Budowanie pozytywnej atmosfery pracy, cykliczne szkolenia i wsparcie psychologów pozwalają nie tracić czujności w tym aspekcie i na bieżąco reagować na syndrom wypalenia zarówno u siebie, jak i współpracowników. Samo mówienie o stresie stanowi już duży krok w kierunku zmiany. To, czego jesteśmy świadomi, mniej nam szkodzi niż zjawiska nieświadome. Uzyskujemy dzięki temu poczucie kontroli i sprawczości.

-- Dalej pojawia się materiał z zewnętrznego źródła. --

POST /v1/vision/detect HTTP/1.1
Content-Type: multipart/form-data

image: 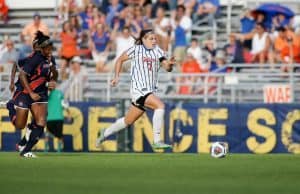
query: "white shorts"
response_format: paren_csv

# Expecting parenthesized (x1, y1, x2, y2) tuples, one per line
(92, 51, 108, 62)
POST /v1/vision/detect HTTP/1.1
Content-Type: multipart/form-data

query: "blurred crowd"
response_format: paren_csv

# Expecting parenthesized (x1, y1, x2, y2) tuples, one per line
(0, 0, 300, 96)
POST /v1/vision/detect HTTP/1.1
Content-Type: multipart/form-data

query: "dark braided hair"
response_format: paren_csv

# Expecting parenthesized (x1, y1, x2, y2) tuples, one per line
(34, 30, 53, 48)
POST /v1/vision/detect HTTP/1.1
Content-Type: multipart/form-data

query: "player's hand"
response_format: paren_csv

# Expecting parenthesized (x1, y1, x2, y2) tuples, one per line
(169, 56, 176, 65)
(29, 92, 41, 101)
(9, 83, 15, 93)
(48, 81, 56, 90)
(110, 77, 119, 87)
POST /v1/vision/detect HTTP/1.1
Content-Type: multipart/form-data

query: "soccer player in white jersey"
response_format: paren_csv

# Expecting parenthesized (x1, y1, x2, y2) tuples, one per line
(96, 29, 175, 149)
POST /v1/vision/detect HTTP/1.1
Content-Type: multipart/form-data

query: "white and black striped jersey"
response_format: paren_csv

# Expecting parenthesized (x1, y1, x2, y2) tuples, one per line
(126, 45, 166, 95)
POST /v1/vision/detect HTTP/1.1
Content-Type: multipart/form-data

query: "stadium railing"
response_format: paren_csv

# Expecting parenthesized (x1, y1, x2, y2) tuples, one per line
(1, 63, 300, 103)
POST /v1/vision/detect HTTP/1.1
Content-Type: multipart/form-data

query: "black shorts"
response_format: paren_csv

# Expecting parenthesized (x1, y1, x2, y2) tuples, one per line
(47, 120, 63, 138)
(13, 91, 48, 109)
(131, 92, 152, 111)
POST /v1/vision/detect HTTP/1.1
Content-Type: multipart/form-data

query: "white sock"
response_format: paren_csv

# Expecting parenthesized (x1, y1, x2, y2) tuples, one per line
(152, 109, 165, 144)
(104, 117, 127, 138)
(25, 127, 32, 141)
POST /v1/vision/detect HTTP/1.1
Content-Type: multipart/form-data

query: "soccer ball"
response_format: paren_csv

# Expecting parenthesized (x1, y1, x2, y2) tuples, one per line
(210, 142, 228, 158)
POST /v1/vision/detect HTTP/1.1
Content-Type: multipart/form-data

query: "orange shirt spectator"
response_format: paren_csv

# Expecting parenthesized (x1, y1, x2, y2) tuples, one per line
(179, 54, 204, 94)
(281, 44, 300, 63)
(59, 21, 78, 59)
(21, 13, 49, 42)
(274, 28, 296, 53)
(0, 0, 8, 22)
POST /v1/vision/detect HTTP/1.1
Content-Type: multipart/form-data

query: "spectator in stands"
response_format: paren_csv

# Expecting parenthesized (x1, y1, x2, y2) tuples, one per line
(234, 23, 272, 64)
(21, 12, 49, 42)
(66, 56, 88, 101)
(0, 39, 19, 73)
(133, 5, 151, 30)
(0, 34, 8, 60)
(70, 13, 82, 34)
(0, 0, 8, 23)
(59, 20, 79, 80)
(274, 27, 290, 63)
(88, 6, 106, 32)
(171, 5, 192, 68)
(91, 23, 111, 72)
(78, 31, 92, 59)
(240, 9, 255, 34)
(196, 0, 220, 26)
(18, 35, 33, 59)
(177, 0, 197, 17)
(105, 0, 124, 28)
(209, 49, 227, 73)
(111, 24, 134, 71)
(153, 6, 171, 51)
(58, 0, 79, 21)
(79, 3, 94, 31)
(240, 9, 255, 50)
(280, 31, 300, 72)
(151, 0, 169, 18)
(119, 6, 142, 39)
(272, 13, 290, 30)
(186, 38, 204, 69)
(178, 51, 204, 94)
(202, 39, 215, 68)
(224, 34, 245, 64)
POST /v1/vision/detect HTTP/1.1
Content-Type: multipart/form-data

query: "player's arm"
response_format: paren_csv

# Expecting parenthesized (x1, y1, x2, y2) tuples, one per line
(111, 52, 129, 86)
(160, 56, 176, 72)
(9, 62, 17, 92)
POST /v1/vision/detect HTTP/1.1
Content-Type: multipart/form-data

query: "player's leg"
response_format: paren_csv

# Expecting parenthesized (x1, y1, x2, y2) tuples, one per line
(46, 120, 64, 152)
(20, 103, 47, 156)
(55, 120, 64, 152)
(96, 104, 144, 147)
(17, 119, 36, 148)
(10, 93, 33, 152)
(144, 94, 171, 149)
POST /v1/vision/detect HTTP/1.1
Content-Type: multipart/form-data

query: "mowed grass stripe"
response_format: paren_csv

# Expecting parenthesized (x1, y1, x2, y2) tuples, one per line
(0, 153, 299, 194)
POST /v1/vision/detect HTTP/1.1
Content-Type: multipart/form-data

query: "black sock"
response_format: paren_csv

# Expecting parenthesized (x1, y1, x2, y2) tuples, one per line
(20, 124, 44, 155)
(18, 137, 27, 146)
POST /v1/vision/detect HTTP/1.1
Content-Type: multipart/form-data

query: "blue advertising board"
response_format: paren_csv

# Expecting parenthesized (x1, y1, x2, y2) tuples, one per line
(0, 102, 300, 153)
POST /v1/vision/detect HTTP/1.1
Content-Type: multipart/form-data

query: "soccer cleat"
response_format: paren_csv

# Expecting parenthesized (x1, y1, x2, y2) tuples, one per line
(152, 141, 172, 149)
(95, 129, 106, 148)
(21, 152, 37, 158)
(16, 144, 25, 153)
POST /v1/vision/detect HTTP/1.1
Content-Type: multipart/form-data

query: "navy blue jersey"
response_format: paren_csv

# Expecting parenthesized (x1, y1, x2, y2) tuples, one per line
(15, 51, 56, 94)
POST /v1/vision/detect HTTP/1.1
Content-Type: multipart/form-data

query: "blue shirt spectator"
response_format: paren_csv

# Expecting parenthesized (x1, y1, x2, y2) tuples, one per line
(105, 1, 123, 28)
(240, 17, 255, 33)
(92, 31, 110, 52)
(174, 26, 187, 47)
(79, 11, 92, 30)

"Niezależnie od tego, którą drogę wybierzemy, towarzyszyć nam będą ogromne emocje, stres i zmęczenie. Wybory, których dokonujemy, budują nasz charakter. Nie zapominajmy, że nie ma sukcesów bez porażek. Ważne, aby wykorzystywać je do stawania się coraz lepszymi” – przekonuje dr n. med. Jarosław Michał Deszczyński, dyrektor medyczny Paley European Institute. "Dzisiaj, gdy mój tata ortopeda, który 47 lat przepracował w swojej dziedzinie i rok temu przeszedł na emeryturę pyta: "Synu, czy uważasz, że warto było wybrać tą samą drogę zawodową, którą ja obrałem" z przekonaniem odpowiadam: "tak, warto było, dziękuję!".